Not all economists have signed up to the idea that inflation of the supply-up will automatically lead to a higher price of goods in a number of markets. Some financial experts who recognize the actual impact of the price increase on the basic product on directly related products believe that a phenomenon that is identified as an inflation of offer will be compensated by changes in the shopping habits of some consumers.

As an example, rising gasoline costs have led some consumers to use public transport or use rounds instead of cars for short errands or as a means of work and work. This type of behavior modification helps maintain the level of infolating that occurs rather than allows the trend to continue.

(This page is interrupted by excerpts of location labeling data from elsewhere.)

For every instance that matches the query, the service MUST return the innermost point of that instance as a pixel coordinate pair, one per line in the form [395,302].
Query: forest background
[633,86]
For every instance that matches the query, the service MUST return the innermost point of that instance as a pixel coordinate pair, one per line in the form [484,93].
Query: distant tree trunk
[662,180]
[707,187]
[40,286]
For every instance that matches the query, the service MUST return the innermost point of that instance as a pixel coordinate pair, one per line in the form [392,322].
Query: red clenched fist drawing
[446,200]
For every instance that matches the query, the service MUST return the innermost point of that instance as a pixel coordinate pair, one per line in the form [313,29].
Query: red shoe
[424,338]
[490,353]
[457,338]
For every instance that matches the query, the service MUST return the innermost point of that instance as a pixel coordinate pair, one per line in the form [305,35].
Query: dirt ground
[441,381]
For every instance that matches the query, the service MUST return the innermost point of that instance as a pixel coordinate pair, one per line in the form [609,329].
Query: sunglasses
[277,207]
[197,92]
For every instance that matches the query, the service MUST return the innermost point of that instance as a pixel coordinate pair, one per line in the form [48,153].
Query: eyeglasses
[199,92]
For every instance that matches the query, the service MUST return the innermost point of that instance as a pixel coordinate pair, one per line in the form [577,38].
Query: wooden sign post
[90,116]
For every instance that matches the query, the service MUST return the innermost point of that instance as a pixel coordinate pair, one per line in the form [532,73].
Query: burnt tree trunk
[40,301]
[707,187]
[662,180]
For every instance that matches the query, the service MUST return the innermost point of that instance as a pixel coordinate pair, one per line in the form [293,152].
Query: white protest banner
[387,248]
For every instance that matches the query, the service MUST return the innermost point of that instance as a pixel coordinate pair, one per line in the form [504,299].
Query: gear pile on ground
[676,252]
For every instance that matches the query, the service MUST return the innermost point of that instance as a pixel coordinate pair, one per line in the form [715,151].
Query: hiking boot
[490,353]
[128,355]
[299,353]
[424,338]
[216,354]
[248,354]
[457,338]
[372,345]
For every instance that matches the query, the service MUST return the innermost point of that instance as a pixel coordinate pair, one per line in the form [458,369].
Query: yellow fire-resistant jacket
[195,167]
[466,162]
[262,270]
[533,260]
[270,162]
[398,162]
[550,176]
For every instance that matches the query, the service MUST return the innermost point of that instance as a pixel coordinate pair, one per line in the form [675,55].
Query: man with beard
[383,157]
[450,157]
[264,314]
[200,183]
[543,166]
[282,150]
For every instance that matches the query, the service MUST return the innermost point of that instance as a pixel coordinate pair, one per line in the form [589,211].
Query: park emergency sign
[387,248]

Inflation of the offer-up tendency tends to be identified as supporters of the Keynesian School. In a relationshipTo inflation an offer-up, Keynesians understand the modern economy as the inclusion of prices that are classified as sticky down or downward. To avoid or at least control the tendency to recession, inflation of the offer can act as one way to limit the unemployment rate and prevent the fall of gross domestic product. From this point of view, the phenomenon of inflation of the offer-up may be a tool for reversing unfavorable economic trends and restoring at least a certain sense of balance of the country's economy.